Wiener Geschichten

GUSTAV KLIMTS

EROTISCHE KUNST

UND DIE SEXUALMORAL IN WIEN UM 1900

Der Umgang mit Sexualität war in Wien um 1900 dermaßen verklemmt, dass Freud fürchtete, die kulturelle Sexualmoral könne zu irreparablen Schäden im Individuum führen, was wiederum die Kultur insgesamt gefährden würde. Doch die Verdrängungskräfte der Scham und Moralität hielten sich beharrlich, wenngleich die Sexualität freilich immer wieder Wege an die Oberfläche fand. 

So herrschte auch in der Kunst des Historismus kein Mangel an Nacktheit, wie man beispielsweise in Gustav Klimts Altar des Dioysos (1886) eindrücklich sehen kann. Es handelt sich hier um einen Ölgemälde-Entwurf für das zwölf Meter lange Wandgemälde in einer Bogenfläche des Wiener Burgtheaters. Die rauschhaften Musenspiele zu Ehren Dionysus’ waren einer der Ursprünge des Theaters. Deshalb steht auch eine Dionysus-Büste im Zentrum des Gemäldes, an dessen beiden Seiten sich nackte Frauen lasziv räkeln. Obwohl die Darstellung sexuell überaus geladen ist, führte sie zu keinem Skandal, da die Szene mythologisch erklärt werden konnte. Nacktheit war dann gut und vertretbar, wenn sie im antiken Griechenland stattfand.

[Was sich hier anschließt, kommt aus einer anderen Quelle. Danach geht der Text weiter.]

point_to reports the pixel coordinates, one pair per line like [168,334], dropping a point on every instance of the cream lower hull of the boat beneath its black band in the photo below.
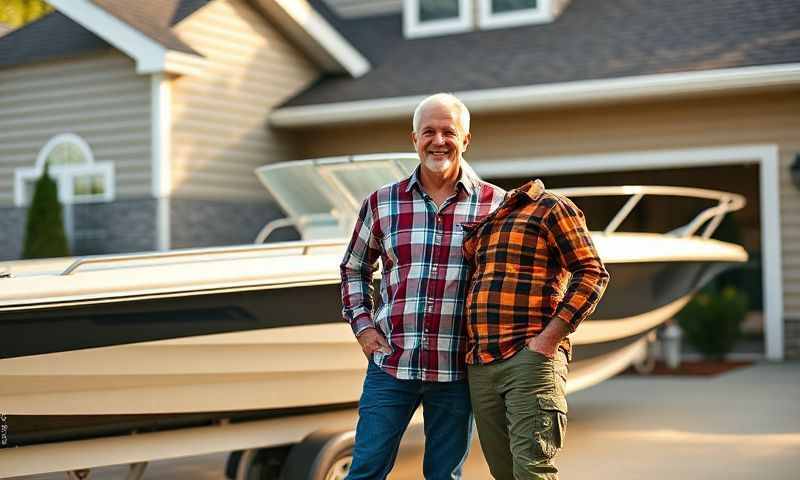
[271,369]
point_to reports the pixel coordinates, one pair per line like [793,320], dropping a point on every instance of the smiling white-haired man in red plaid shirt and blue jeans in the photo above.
[415,342]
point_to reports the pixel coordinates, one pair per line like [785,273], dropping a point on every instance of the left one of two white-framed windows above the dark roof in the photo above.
[423,18]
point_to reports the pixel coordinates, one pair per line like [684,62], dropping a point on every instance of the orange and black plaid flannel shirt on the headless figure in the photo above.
[533,260]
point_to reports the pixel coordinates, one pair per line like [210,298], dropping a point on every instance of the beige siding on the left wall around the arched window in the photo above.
[98,97]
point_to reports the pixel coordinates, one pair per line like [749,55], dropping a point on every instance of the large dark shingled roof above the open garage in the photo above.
[591,40]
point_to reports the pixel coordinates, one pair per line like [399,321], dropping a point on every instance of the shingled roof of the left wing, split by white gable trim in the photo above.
[56,35]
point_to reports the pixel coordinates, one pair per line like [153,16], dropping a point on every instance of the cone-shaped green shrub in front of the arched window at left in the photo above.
[44,231]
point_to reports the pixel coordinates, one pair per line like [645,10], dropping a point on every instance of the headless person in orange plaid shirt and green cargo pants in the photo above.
[536,276]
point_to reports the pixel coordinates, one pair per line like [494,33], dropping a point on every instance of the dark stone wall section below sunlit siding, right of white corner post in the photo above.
[207,223]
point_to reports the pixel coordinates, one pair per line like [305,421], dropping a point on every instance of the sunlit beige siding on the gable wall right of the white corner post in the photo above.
[219,117]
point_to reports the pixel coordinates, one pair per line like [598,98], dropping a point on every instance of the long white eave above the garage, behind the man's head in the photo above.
[533,97]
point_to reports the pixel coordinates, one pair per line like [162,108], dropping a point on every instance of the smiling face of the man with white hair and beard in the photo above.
[440,139]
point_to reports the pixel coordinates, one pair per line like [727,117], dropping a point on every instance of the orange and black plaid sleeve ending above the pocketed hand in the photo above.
[571,242]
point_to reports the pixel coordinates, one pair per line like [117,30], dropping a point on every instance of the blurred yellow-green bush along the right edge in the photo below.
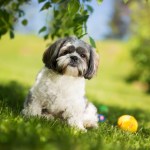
[140,27]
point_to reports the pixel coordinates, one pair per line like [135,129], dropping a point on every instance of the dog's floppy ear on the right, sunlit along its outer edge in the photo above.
[93,64]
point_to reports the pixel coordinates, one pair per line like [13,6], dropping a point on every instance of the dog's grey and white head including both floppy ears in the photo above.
[73,57]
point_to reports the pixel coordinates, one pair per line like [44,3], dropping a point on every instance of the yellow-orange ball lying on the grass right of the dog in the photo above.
[128,123]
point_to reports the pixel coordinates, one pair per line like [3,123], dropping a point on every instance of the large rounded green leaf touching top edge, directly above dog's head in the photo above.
[73,6]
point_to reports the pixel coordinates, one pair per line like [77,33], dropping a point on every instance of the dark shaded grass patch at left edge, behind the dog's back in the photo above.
[12,95]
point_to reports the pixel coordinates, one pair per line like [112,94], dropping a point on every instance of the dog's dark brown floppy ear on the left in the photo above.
[50,55]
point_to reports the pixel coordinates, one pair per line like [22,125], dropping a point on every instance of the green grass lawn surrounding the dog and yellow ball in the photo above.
[20,61]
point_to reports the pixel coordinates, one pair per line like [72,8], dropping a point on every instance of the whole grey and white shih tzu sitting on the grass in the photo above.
[59,90]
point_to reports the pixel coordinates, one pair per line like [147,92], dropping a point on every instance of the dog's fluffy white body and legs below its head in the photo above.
[60,95]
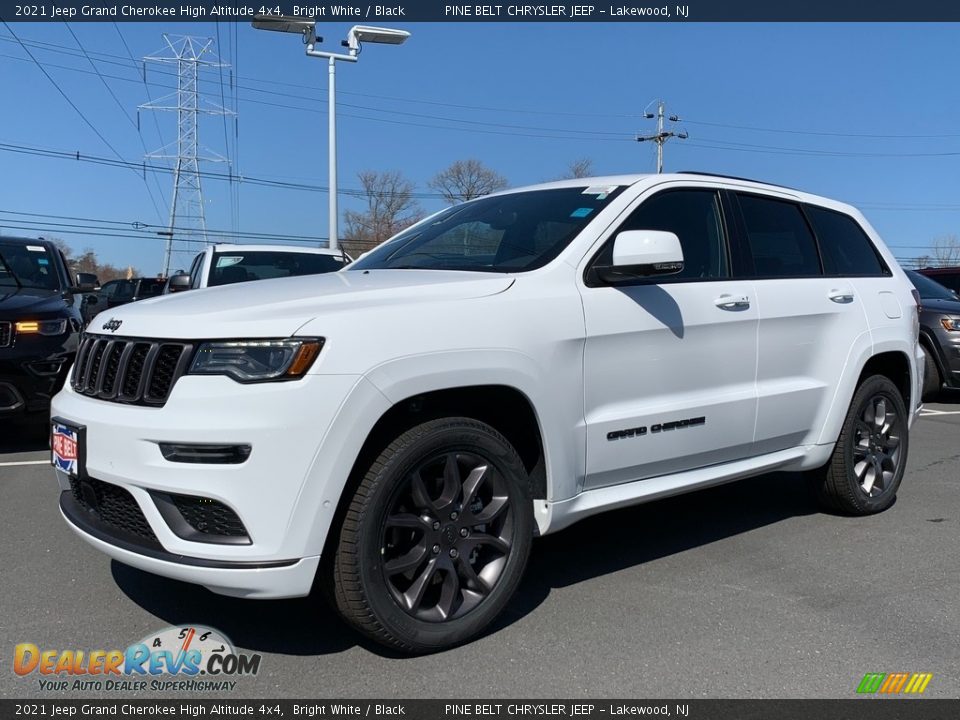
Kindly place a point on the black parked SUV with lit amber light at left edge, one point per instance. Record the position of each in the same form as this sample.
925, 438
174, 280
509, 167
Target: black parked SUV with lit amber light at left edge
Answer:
40, 322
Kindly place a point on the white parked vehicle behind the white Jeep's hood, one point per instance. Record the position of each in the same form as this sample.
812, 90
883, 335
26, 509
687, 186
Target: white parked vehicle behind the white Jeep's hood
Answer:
228, 264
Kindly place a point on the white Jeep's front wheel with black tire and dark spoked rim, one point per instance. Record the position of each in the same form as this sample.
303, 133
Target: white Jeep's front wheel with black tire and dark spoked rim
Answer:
436, 537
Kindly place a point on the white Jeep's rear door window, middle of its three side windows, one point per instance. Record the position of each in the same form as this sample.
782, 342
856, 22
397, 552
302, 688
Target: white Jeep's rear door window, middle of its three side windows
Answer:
780, 240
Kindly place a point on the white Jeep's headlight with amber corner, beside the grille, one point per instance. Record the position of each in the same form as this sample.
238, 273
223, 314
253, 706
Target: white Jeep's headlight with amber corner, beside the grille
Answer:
257, 360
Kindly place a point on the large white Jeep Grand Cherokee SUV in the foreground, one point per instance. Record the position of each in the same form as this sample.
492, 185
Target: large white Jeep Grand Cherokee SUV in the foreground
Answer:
403, 429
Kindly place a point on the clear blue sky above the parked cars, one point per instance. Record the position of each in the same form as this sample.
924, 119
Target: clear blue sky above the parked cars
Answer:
866, 113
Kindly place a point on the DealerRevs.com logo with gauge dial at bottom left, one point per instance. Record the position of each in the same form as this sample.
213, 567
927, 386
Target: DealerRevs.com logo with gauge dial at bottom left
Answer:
190, 658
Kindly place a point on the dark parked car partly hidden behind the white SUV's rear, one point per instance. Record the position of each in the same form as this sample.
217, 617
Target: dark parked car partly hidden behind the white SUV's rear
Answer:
939, 333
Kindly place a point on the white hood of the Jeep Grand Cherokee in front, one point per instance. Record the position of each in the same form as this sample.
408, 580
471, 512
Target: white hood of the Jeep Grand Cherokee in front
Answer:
265, 308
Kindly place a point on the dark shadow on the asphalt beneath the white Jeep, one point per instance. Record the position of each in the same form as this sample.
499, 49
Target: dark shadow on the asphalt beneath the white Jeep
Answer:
592, 548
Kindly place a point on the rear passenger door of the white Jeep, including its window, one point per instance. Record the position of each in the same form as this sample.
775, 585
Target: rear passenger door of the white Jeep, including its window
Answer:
809, 322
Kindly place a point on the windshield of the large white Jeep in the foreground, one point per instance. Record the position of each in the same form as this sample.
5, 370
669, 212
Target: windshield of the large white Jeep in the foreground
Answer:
505, 233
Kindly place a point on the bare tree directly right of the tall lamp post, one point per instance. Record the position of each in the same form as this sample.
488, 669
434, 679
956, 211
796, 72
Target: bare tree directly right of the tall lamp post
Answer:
390, 208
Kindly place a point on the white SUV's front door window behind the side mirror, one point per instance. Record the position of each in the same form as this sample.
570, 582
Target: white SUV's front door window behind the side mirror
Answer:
694, 217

Gustav Klimts erotische Grafiken, die keine idealisierten griechische Göttinnen, sondern reale Modelle zeigten, waren aus diesem Grund lange Zeit privat, nur Eingeweihte und Besucher bekamen sie in seinem Atelier zu sehen. Etwa um 1905 verloren die Zeichnungen Klimts jedoch den Charakter rein vorbereitender Studien und wurden zu eigenständigen Kunstwerken. Damit bekam nun auch die Öffentlichkeit eine Chance, diese intimen Blätter präsentiert zu bekommen. Das erste Mal geschah dies 1907 durch die Publikation der Hetärengespräche, die trotz der erotischen Darstellungen weder von der Zensur noch von der Presse zu einem Skandal stilisiert wurden. Grund dafür dürfte der nichtöffentliche Charakter dieses „Privatdrucks“ gewesen sein. 

Weniger einsichtig war die Reaktion der deutschsprachigen Presse im Dezember 1910 nach der Ausstellung Gustav Klimt. Bilder und Zeichnungen der letzten Jahre in der Galerie Miethke. Dass hier erotische Zeichnungen öffentlich ausgestellt wurden, provozierte die grundsätzliche Frage, ob es erlaubt sein sollte, „private Ergötzungen, die niemandem verwehrt sind“, wie ein Kritiker sich ausdrückte, öffentlich zu präsentieren. Diese Frage kam aber zu spät, denn Gustav Klimt hatte offensichtlich beschlossen, dass ein kleiner Teil seiner überwältigend großen Produktion an Zeichnungen (etwa 4.000 davon kennt man heute) durchaus für die Öffentlichkeit bestimmt war.

Da mochten die konservativen Wiener Medien noch so laut „Entartung“ und „Pornografie“ rufen, es lag nun am Publikum, mit der neuen Situation umzugehen, denn was man einmal gesehen hatte, den Einblick in das „Geheimnis“ des Künstlers, in sein privates Atelier, konnte man nicht einfach vergessen oder ungeschehen machen. Wie man sieht, änderte sich die Gesellschaft tatsächlich und im Laufe des 20. Jahrhunderts begann man Nacktheit und erotische Posen in der Kunst auch dann zu akzeptieren, wenn es sich bei den Abgebildeten nicht um Göttinnen, sondern um real existierende Frauen handelte.